In 2005, Brown helped launch the Master of Biotechnology and Management program, one of the few truly interdisciplinary programs that ensure an equally balanced, in-depth emphasis on business and science. Earlier in his career, Brown helped launch the Bachelor of Science and Arts program.
In spring 2007, Brown was a visiting professor of biological sciences at Carnegie Mellon in Qatar, where he taught a hybrid biology course. The course, which he developed to integrate online learning and classroom lecture, was previously adopted by 26 U.S. universities and a university in Santiago, Chile.
Just prior to his death, Brown had been named special assistant to Thorpe. In this role, he worked with the dean to provide support on a wide range of faculty issues, including faculty orientation. He also worked with Thorpe on faculty course evaluation, providing assistance to faculty on class management and with freshman-level course support.
"Bill brought an infectious and unstoppable enthusiasm to the Qatar campus," said Thorpe. "He was passionate about teaching, excited about helping junior faculty and upbeat about the potential for doing really great things in Doha. He made the Qatar campus a real part of Carnegie Mellon: rigorous, demanding and, at the same time, exciting and fun."
Brown also maintained an active laboratory, pursuing molecular research to improve diagnostics for toxic agents in the workplace and designing biological methods to remediate harmful chemicals released into the environment.

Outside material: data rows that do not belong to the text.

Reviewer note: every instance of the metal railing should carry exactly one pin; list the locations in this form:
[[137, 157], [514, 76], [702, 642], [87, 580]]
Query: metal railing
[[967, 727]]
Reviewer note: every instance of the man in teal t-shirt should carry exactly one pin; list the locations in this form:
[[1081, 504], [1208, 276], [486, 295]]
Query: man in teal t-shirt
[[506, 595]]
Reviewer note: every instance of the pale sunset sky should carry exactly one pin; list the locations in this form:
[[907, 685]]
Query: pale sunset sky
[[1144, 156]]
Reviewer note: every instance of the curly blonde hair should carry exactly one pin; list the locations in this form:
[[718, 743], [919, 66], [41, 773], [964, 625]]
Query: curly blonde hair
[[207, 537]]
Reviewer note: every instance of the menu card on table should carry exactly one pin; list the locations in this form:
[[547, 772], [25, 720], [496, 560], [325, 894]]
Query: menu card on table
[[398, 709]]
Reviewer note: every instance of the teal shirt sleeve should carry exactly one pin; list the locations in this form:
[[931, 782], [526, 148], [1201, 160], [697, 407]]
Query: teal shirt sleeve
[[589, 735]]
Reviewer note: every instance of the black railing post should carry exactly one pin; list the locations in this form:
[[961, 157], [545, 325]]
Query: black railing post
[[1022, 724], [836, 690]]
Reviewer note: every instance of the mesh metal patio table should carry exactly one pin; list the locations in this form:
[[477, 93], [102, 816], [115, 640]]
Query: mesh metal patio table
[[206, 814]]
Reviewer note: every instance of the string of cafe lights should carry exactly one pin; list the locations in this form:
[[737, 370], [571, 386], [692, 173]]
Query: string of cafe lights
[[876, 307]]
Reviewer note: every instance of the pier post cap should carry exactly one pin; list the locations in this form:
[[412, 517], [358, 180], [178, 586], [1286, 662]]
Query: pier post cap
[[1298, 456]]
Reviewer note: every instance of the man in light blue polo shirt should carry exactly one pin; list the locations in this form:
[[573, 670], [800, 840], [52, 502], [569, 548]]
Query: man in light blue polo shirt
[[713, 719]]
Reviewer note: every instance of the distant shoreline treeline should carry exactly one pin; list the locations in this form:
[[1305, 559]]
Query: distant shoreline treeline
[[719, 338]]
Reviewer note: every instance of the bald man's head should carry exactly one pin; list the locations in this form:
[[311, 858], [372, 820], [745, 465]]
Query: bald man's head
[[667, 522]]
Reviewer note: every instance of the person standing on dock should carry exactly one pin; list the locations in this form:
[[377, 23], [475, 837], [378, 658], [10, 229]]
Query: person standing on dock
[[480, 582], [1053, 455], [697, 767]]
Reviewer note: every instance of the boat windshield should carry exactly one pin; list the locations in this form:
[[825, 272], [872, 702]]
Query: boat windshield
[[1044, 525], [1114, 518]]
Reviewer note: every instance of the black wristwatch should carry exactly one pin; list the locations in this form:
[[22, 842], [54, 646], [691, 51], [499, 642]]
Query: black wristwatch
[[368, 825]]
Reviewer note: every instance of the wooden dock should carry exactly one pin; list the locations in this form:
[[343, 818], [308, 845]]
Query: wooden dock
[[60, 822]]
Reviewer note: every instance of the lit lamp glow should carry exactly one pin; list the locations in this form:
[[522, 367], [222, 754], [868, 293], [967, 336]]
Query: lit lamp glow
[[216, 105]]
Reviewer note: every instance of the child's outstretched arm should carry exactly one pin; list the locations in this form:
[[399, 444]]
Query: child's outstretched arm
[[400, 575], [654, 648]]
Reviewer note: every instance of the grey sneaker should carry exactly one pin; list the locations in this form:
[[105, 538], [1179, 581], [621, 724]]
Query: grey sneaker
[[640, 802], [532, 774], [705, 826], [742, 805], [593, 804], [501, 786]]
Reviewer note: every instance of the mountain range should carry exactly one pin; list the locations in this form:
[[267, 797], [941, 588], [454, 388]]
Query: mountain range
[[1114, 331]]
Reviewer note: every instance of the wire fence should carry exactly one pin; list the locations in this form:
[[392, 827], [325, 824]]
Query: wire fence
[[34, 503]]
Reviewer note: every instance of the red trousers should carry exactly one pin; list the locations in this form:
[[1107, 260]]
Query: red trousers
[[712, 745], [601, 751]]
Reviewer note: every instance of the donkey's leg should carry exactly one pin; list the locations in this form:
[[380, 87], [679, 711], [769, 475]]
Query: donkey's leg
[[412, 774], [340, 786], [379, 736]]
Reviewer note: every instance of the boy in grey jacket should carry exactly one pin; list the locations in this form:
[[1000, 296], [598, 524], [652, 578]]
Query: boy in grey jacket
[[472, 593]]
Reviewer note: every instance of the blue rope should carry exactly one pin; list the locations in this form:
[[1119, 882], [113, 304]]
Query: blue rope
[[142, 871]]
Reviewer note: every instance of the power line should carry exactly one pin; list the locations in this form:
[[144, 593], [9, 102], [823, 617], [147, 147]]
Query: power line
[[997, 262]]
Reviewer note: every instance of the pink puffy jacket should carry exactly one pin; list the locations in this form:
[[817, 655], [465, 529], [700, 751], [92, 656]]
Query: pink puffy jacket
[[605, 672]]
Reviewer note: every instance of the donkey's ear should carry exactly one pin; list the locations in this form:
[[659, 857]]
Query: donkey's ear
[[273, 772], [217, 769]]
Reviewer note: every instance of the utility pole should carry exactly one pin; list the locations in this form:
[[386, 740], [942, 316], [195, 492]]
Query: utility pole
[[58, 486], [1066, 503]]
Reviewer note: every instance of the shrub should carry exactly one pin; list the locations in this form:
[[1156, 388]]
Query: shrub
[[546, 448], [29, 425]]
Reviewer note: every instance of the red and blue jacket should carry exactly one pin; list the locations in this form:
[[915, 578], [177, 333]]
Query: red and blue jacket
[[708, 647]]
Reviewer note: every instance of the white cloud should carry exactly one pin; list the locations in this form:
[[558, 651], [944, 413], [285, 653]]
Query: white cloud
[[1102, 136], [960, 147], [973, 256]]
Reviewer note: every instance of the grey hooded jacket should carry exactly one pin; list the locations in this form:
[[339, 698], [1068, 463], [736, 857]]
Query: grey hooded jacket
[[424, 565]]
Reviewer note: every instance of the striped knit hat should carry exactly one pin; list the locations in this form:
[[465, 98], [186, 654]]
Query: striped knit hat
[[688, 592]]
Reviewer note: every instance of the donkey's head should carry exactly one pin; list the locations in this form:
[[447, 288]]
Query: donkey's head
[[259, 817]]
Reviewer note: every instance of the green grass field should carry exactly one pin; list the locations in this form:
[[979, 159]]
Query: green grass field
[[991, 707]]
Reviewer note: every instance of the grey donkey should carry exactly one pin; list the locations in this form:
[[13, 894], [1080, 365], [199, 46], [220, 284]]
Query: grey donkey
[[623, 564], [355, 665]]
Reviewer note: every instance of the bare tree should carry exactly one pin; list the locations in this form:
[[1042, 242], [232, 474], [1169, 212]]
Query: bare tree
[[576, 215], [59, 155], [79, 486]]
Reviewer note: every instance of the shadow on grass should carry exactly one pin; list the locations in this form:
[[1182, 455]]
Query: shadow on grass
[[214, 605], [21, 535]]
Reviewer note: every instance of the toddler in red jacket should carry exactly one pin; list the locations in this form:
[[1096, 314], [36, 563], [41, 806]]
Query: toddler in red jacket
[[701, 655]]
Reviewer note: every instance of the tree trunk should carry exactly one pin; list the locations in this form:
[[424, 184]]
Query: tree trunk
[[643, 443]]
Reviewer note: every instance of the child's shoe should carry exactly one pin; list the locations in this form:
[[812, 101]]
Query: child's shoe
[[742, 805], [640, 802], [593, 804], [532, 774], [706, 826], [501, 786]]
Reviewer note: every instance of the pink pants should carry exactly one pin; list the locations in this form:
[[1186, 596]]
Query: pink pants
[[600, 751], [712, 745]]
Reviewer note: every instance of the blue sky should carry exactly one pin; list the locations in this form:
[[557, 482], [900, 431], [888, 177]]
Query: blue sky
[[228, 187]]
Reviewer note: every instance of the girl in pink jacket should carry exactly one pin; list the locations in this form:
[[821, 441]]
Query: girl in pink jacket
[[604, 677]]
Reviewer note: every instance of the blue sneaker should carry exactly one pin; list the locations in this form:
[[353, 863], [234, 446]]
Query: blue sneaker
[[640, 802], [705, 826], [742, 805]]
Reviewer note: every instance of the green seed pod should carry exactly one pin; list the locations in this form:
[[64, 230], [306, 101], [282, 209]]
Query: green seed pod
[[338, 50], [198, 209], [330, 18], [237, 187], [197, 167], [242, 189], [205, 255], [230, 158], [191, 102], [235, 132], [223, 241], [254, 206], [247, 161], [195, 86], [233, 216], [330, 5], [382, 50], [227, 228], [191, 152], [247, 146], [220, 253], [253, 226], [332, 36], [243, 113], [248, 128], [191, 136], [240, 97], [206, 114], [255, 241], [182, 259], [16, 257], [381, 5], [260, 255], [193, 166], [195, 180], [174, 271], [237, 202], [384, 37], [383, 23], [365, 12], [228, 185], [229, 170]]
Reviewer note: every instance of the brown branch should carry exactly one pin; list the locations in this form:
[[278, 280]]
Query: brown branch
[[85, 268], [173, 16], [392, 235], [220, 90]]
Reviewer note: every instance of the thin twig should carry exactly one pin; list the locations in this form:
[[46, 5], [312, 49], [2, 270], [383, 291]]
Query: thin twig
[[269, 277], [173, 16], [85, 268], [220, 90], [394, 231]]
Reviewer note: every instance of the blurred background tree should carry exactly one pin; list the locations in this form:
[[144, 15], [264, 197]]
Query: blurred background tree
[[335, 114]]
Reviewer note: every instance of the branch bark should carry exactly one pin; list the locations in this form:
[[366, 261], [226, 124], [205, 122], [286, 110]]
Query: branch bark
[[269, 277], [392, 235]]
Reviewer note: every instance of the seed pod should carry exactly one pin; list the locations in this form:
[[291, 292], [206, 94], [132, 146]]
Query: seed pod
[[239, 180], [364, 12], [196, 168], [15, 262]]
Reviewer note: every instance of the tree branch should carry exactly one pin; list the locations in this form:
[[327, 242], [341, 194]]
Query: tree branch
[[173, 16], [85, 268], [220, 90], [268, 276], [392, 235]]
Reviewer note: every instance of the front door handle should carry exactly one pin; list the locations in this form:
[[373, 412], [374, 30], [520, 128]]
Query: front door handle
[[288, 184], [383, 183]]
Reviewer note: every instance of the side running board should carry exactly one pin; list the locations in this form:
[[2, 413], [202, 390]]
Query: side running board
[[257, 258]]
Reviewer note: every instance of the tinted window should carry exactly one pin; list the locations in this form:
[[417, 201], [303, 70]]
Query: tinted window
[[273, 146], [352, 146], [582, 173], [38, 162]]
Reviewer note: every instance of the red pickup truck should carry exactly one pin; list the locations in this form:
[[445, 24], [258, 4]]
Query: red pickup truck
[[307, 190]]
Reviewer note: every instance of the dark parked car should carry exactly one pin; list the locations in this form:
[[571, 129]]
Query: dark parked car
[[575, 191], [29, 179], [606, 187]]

Christine Wang, a former graduate student of Brown's, remembered his mentorship style. "If an experiment was not working, he was very supportive and helped guide you in a sophisticated way. He didn't micromanage," said Wang, now a post-doctoral fellow at Baylor Medical College in Houston. "Professor Brown was very understanding, very encouraging," she said, adding that he listened seriously to students as he helped them in their research.
During his tenure at Carnegie Mellon, Brown held key roles on numerous committees, including the Faculty Review Committee (2005–2007), the Science and Humanities Scholars Advisory Committee, the Globalization Subcommittee, and the Learning and Development Advisory Board. He chaired Faculty Senate from 2004 to 2005, and co-directed the Carnegie Mellon/University of Pittsburgh MD/Ph.D. program.
Brown's distinguished career included service on review and advisory boards for scientific educational programs with the National Science Foundation, Howard Hughes Medical Institute and the National Institutes of Health. He was elected to Sigma Xi, the American Chemical Society and the American Society of Biochemistry and Molecular Biology.
Brown received his doctorate in biochemistry from the University of Minnesota in 1971 and completed a postdoctoral fellowship in biophysics in 1973 at Yale University before coming to Carnegie Mellon.
In addition to his distinguished academic career, Brown was an avid cyclist and world traveler. Each year, he participated in numerous charitable fundraisers. This June, he rode in the Multiple Sclerosis Bike Ride from Pittsburgh to Erie.
Brown is survived by his wife, Linda; his two sons, Kevin and Eric; and brothers and sisters. Eric is a graduate of Carnegie Mellon's Entertainment Technology Center and a co-creator of the video game Peacemaker. The funeral and interment are private, and there will be no visitation. A campus tribute will be held this fall. In lieu of flowers, remembrances may be made to Carnegie Mellon University for the Dr. William E. Brown Scholarship Fund, c/o Sharon King, 6 PPG Place, 11th Floor, Pittsburgh, PA 15222-5488.